Mais pour ce faire, nul n’avait d’idée précise. Tous se grattaient le crâne afin de stimuler la réflexion, mais rien n’en sortait. Alors, Marius dit :
- Nous allons lever la main et jurer de ne pas nous laisser distraire par quoi que ce soit tant qu’on n’aura pas trouvé le moyen de chasser les Ogrons ! Jurons de nous donner corps et âme à la lutte jusqu’à la victoire ! Rendez-vous demain ici, à la même heure.
Tous levèrent la main et dirent en chœur : « Nous le jurons » !
Mais le lendemain, à la même heure, dans la forêt, la lueur de la lune n’éclaira nullement le cerveau de la petite troupe : garçons et filles restaient les bras ballants, sans idée aucune... Ce fut ainsi pendant dix jours. Le onzième jour, une jeune fille prénommée Augustine s’écria :
- Et si on leur faisait boire de l’absinthe jusqu’à plus soif ? Puis on les entasserait dans des brouettes et on demanderait à nos parents de porter les brouettes jusqu’à l’Isère...
La «fée verte » était de fait exquise, mais qui en abusait pouvait fort bien s’endormir un jour entier. Augustine était la fille du patron de la distillerie, et elle se faisait fort de convaincre son père de renoncer à quelques hectolitres du précieux breuvage pour en finir avec ces affreux Ogrons.
Comme c’était la première idée, et la seule, elle fut acceptée tout de go.
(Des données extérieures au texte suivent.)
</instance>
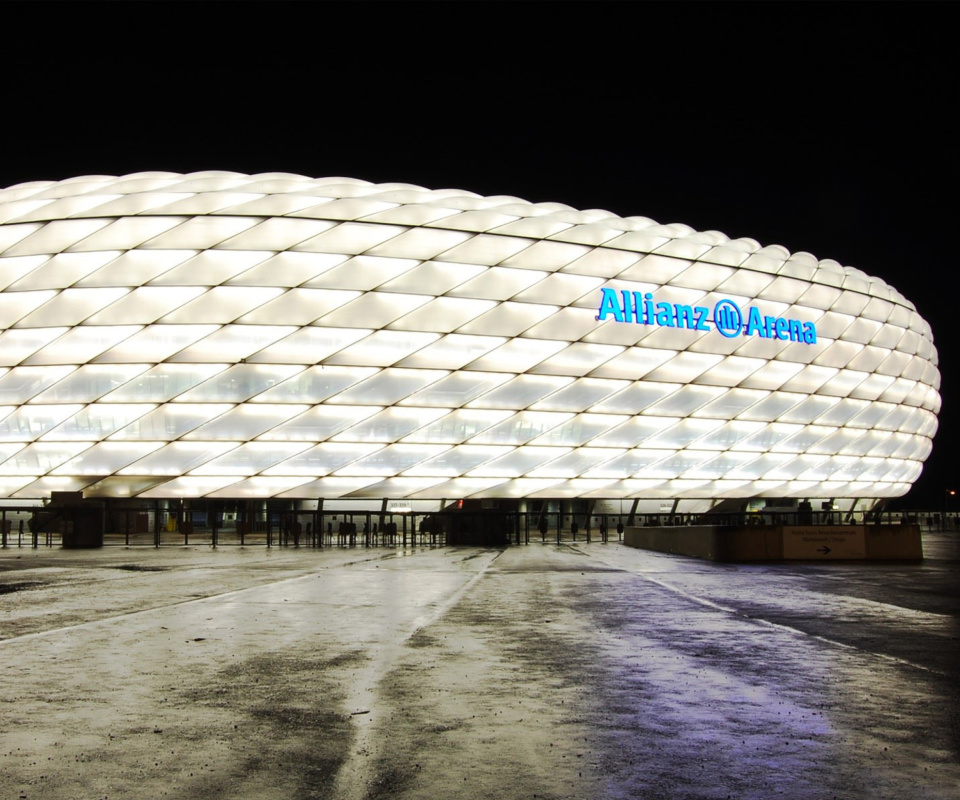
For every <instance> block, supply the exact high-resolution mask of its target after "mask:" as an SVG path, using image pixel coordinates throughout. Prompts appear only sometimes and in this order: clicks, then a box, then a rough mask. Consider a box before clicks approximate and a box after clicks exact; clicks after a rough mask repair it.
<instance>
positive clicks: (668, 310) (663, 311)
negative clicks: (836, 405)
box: [597, 288, 817, 344]
mask: <svg viewBox="0 0 960 800" xmlns="http://www.w3.org/2000/svg"><path fill="white" fill-rule="evenodd" d="M600 292H601V295H602V296H601V298H600V308H599V310H598V311H597V321H598V322H603V321H604V320H606V319H607V318H610V317H612V318H613V320H614V321H615V322H630V323H633V324H636V325H653V326H656V327H660V328H686V329H687V330H692V331H713V330H715V331H716V332H717V333H719V334H720V335H721V336H725V337H727V338H728V339H732V338H733V337H735V336H760V337H762V338H764V339H782V340H784V341H787V340H789V341H791V342H800V343H802V344H816V343H817V328H816V326H815V325H814V324H813V323H812V322H803V321H802V320H798V319H790V318H789V317H773V316H770V315H764V314H761V313H760V309H758V308H757V307H756V306H748V307H747V308H746V309H741V308H740V307H739V306H738V305H737V304H736V303H734V302H733V300H728V299H722V300H718V301H717V303H716V304H715V305H714V306H713V308H712V309H711V308H709V307H707V306H688V305H683V304H682V303H669V302H666V301H660V302H657V301H655V300H654V297H653V294H652V293H651V292H646V293H644V292H630V291H620V292H617V291H616V290H614V289H610V288H603V289H601V290H600Z"/></svg>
Dès le lendemain, Marius, Basilius, Augustine et les autres préparèrent une grande buvette sur la place du Château, criant à travers le village qu’une distribution d’absinthe gratuite était proposée à tous les Lempsichois de souche à partir de 15h pour fêter l’arrivée de l’été. Il faisait chaud, et les Ogrons ne tardèrent pas à accourir, cherchant à s’emparer des bouteilles.
- Oh là, tout doux ! cria Augustine. Vous n’êtes pas invités !
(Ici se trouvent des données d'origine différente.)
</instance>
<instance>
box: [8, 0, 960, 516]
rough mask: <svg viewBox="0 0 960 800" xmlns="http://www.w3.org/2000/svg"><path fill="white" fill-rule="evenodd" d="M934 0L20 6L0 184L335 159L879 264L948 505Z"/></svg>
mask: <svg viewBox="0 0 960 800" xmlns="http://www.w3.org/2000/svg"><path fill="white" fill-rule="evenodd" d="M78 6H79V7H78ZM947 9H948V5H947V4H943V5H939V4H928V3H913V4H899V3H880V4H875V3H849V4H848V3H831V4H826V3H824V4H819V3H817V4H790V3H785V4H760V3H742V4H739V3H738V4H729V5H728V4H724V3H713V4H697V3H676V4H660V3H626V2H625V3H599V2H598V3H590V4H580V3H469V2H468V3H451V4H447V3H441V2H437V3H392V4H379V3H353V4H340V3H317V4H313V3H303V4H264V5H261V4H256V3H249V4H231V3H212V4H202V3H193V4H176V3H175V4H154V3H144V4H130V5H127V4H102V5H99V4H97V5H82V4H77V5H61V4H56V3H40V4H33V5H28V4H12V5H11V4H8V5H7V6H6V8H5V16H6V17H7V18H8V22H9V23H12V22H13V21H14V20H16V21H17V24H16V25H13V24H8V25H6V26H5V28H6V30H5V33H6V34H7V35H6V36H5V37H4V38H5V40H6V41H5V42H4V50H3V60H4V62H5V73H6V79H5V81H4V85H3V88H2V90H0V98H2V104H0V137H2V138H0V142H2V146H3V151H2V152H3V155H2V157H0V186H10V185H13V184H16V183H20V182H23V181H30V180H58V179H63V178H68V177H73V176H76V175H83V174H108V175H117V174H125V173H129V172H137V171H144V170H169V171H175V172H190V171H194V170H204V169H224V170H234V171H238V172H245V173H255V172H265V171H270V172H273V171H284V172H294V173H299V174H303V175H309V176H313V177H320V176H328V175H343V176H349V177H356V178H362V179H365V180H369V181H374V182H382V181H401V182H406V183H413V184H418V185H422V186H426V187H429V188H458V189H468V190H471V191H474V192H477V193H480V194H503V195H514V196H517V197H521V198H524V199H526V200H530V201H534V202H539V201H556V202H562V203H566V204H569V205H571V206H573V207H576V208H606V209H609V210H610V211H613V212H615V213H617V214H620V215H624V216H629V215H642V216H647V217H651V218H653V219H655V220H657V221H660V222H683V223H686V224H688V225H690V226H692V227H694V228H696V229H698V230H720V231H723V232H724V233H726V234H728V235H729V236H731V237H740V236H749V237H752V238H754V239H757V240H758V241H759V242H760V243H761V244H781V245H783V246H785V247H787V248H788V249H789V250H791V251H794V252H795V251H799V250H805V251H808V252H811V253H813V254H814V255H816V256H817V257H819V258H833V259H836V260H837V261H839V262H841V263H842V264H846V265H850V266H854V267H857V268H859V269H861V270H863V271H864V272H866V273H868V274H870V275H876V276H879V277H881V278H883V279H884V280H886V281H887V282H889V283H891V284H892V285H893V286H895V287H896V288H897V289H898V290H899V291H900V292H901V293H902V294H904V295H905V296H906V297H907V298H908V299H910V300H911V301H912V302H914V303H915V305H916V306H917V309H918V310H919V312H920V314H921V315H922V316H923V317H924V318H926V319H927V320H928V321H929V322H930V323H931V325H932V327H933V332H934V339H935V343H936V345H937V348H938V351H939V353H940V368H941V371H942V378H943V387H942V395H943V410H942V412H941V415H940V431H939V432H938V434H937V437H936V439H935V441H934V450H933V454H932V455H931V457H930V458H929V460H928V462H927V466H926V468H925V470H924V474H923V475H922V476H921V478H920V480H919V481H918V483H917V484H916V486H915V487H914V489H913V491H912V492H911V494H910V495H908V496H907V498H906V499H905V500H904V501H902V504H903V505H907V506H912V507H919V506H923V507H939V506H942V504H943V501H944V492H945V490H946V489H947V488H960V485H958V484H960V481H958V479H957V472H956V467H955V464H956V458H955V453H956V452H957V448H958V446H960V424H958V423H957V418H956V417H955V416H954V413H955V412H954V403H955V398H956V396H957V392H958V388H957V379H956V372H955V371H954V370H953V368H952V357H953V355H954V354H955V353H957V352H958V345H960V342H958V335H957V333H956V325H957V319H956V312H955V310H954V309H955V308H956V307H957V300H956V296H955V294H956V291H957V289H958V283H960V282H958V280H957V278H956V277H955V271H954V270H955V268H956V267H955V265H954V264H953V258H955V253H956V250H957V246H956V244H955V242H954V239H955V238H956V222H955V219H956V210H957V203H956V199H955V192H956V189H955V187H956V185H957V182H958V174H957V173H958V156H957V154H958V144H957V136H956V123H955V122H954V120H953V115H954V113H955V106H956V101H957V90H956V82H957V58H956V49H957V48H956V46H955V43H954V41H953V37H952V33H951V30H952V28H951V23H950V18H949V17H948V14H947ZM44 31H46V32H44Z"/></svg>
- Ah ah ! Cria un gros Ogron. Tu oublies qui commande sur ces terres ?
Augustine fit mine de résister, protégeant les bouteilles de ses bras arrondis. Mais devant l’insistance des Ogrons elle finit par céder, avec regret semblait-il. Tout en leur jetant des regards noirs, elle leur versait de grandes rasades de fée verte ». Ce fut un bel imbroglio de bouteilles, de verres, de bras levés, de grosses faces hilares et de vociférations en tous genres. Les femmes des Ogrons tentèrent en vain de freiner l’ardeur de leurs époux. La dégustation d’absinthe avait vite tourné à la beuverie et les buveurs finirent par s’écrouler au sol.
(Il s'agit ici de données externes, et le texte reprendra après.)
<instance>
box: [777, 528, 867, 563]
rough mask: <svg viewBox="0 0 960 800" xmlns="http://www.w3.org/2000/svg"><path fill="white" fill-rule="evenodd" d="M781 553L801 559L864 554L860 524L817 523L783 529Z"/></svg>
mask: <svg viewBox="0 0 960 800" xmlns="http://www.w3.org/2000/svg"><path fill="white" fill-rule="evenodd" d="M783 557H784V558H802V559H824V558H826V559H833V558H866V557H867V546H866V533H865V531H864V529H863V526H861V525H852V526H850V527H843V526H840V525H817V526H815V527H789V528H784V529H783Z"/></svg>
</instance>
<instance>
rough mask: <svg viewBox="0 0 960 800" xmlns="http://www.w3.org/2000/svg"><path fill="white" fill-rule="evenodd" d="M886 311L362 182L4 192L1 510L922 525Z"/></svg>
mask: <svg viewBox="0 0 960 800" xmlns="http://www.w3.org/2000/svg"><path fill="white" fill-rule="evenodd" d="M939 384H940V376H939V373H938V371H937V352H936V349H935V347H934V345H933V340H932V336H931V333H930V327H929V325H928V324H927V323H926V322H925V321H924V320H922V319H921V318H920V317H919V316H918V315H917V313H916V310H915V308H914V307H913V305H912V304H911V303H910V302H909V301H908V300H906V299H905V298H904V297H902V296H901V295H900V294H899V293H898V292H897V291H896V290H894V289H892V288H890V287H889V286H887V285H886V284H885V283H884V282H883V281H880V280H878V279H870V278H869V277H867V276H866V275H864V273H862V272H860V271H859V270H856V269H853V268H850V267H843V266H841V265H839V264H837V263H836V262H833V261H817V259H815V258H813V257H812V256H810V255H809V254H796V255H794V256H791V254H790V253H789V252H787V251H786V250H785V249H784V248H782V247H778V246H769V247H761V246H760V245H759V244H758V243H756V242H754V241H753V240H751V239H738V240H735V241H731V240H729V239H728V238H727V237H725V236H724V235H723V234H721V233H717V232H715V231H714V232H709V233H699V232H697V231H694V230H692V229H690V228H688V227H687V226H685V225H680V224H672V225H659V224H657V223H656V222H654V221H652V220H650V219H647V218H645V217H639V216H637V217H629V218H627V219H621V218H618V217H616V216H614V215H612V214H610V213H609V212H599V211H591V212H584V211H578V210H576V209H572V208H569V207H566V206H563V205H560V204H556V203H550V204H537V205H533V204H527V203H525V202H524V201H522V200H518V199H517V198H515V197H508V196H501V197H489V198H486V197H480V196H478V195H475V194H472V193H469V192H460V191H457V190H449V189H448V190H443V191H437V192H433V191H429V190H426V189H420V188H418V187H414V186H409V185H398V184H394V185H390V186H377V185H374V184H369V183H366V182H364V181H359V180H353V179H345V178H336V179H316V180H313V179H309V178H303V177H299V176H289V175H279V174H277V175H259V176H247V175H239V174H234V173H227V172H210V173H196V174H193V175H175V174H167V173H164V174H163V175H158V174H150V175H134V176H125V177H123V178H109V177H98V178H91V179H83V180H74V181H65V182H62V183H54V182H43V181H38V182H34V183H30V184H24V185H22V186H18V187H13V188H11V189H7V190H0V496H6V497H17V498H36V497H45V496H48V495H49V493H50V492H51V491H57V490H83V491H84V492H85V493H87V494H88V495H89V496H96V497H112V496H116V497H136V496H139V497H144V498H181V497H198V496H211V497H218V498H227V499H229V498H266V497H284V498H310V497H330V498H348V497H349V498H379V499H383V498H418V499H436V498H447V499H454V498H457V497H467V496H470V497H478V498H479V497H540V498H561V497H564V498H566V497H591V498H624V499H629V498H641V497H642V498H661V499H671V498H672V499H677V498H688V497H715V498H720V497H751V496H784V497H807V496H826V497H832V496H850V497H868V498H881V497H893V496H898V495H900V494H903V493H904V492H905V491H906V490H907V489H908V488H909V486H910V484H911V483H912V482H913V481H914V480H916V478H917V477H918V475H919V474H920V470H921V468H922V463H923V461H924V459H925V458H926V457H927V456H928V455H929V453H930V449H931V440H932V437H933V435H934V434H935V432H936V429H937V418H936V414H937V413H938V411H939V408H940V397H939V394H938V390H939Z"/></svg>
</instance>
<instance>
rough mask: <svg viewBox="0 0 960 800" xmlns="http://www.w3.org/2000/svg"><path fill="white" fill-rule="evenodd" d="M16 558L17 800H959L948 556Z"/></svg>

Alors les corps inertes furent chargés dans des brouettes, et les brouettes vidées dans d’énormes carrioles arrimées à de gros chevaux. Les femmes et les enfants des Ogrons se lamentaient et suppliaient. Mais les autochtones restèrent de marbre. Les chevaux galopèrent jusqu’à St Quentin et l’on déversa les carrioles dans l’Isère. Les Ogrons, mal dégrisés mais acharnés à vivre, battaient des mains et des pieds, emportés par le courant.
- Si vous voulez revoir un jour vos femmes et vos enfants, hurla Basilius, il vous faudra quitter pour toujours la plaine de la Bièvre ! Sans quoi nous serons sans pitié !
Les Ogrons s’éloignaient dans le courant, vociférant, s’appliquant seulement à garder la tête hors de l’eau car, on l’a dit, ils étaient acharnés à vivre.
Quelque temps après, le plus vieux des Ogrons arriva tout doucement à l’entrée du village, brandissant un drapeau blanc et dit :
- Holà, braves gens, rendez-nous nos femmes et nos enfants, nous avons trouvé un territoire bien plus intéressant que le vôtre... L’Isère nous a menés jusqu’à la mer, que nous n’avions jamais vue ! C’est là-bas désormais que nous sommes installés...
Ainsi fut fait. Les habitants de la plaine de la Bièvre retrouvèrent tranquillité et prospérité, enfin délivrés des envahisseurs affamés, assoiffés, despotiques et paresseux.
Les jeunes gens courageux furent portés en triomphe par leurs parents ! Mais Odilon-le-Tors et quelques autres préférèrent rester dans les collines, où ils avaient trouvé un bonheur nouveau au milieu des forêts parfumées et des sources claires.